Air France ne compte pas d'unité de recherche spécifiquement dédiée aux biocarburants. La compagnie est cependant disposée à se prêter à toute expérimentation si elle est sollicitée en ce sens.

J'ai été interrogé sur la plateforme de correspondance de Clermont-Ferrand. Nous avons consenti de grands efforts pour la maintenir en activité. Cette stratégie s'est soldée par un échec économique qui nous conduit à réduire notre présence par manque de passagers à transporter. Ryanair avait ouvert une liaison à destination de Londres ; elle s'est retirée pour les mêmes raisons. En outre, nous devons être en mesure de faire face à la concurrence des compagnies à bas prix qui s'installent sur les sites les plus fréquentés.

En ce qui concerne les Comores, une liaison directe ne nous apparaît pas opportune. Le partenariat avec Kenya Airways donne pleinement satisfaction.

J'ai à plusieurs reprise été interrogé sur les suites que nous donnions à l'éruption du volcan islandais et à la fermeture de l'espace aérien décidée par l'autorité publique. Easy Jet envisage des poursuites judiciaires et même une action de groupe. Nous appelons de notre côté les autorités européennes à prendre conscience des conséquences économiques de leur décision. Nous avons même craint un instant que le règlement européen sur le transport aérien nous contraigne à indemniser l'ensemble des passagers bloqués, durant toute la durée d'interdiction des vols, alors que la cessation du trafic n'était en rien de notre fait. Notre procédure de prise en charge fait cependant l'objet d'un accord avec l'association de consommateurs UFC Que choisir.

L'indemnisation des familles de victimes du vol AF447 est prise en charge par les assurances. Il n'y a pas de difficulté de notre point de vue. Un tiers environ des dossiers sont en discussion sur les montants et les modalités. Je crains que d'autres ne cèdent aux sollicitations de cabinets d'avocats anglo-saxons qui promettent des sommes bien supérieures à travers une action en justice. La recherche continue des boites noires a peut-être également conduit certains à attendre d'en savoir plus avant de prendre une décision.

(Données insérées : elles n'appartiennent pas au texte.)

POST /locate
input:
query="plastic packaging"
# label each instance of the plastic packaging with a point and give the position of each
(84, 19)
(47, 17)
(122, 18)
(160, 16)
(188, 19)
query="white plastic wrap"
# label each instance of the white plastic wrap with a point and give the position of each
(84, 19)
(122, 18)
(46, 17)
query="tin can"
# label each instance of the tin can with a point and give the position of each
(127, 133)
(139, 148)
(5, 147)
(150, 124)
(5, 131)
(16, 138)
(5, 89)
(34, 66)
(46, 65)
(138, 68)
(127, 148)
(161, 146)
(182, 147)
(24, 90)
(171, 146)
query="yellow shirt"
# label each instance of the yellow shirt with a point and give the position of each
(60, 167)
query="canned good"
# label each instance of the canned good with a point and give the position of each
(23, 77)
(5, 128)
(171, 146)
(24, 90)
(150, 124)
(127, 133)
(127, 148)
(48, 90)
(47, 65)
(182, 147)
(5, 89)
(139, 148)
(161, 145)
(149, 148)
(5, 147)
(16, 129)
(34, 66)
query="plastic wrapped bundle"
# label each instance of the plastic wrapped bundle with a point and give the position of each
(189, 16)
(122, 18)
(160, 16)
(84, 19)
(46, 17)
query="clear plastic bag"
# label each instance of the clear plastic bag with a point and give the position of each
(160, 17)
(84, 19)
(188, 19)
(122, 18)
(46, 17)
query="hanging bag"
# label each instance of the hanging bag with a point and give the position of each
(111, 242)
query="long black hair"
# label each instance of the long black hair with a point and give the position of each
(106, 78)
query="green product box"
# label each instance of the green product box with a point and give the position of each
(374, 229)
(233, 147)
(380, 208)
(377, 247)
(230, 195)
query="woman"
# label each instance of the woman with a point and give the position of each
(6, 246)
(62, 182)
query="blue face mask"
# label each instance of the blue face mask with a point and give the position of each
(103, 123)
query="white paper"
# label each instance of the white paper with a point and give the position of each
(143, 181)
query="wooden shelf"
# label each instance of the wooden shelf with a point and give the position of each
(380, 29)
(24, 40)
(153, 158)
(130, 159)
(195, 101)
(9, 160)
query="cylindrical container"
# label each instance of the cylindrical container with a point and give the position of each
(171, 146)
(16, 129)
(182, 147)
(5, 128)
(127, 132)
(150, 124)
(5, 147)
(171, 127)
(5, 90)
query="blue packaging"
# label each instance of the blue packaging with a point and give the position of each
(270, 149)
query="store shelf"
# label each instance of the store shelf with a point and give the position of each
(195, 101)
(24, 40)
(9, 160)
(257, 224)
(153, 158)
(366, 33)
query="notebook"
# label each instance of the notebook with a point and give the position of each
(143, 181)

Quoi qu'il en soit, je ne comprends pas l'accusation de manque de transparence portée à l'encontre d'Air France : nous publions tous les documents en notre possession sur notre site Internet, nous exécutons immédiatement les mesures de précautions recommandées comme le remplacement de toutes les sondes de vitesse. Je crois plutôt qu'il s'agit d'une légitime impatience des familles de victimes devant les délais de l'enquête et d'une compréhensible frustration face à l'absence de cause identifiée de l'accident aérien.

Enfin, les dernières statistiques dont je dispose font état d'une baisse de la conflictualité des rapports sociaux dans l'entreprise.